When originally named by the German palaeontologist Friedrich von Huene in 1923, it was called Megalosaurus parkeri. However, in the late 1920’s and early 1930’s many German scientists were being heavily influenced by the work on North African dinosaurs by Ernst Stromer von Reichenbach. The tall neural spines were reminiscent of the much more prominent spines found on the dorsal vertebrae of Spinosaurus (S. aegyptiacus), a dinosaur named by Stromer in 1915, whose fossils were being continuously studied. No other member of the Megalosauridae had such large neural spines and so the genus assignment was questioned. It was suggested that this English dinosaur should be associated with the spinosaurids. In 1932, von Huene concluded that it should be placed within the genus Altispinax, which was known from Germany. The problem was the fossil material from Weymouth represented an animal that lived at least 25 million years before Altispinax.

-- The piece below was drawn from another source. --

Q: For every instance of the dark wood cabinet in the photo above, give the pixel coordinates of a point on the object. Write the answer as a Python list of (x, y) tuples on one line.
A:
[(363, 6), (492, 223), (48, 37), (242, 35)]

It was not until the 1960’s that a separate genus – Metriacanthosaurus was erected (Alick Walker, 1964), more recent studies have attempted to place this dinosaur more accurately within the phylogeny of the Theropoda. Metriacanthosaurus has been placed within the sinraptorid clade. If Metriacanthosaurus was a member of the Sinraptoridae family, then it would the first European member of this mostly Asian family of meat-eating dinosaurs to have been described. The lack of cranial material makes positive identification at the taxonomic level difficult, the fossil material ascribed to this dinosaur consists of elements of the pelvis (a partial right ilium), vertebrae and elements of the hind limbs but the bones are severely cracked and distorted.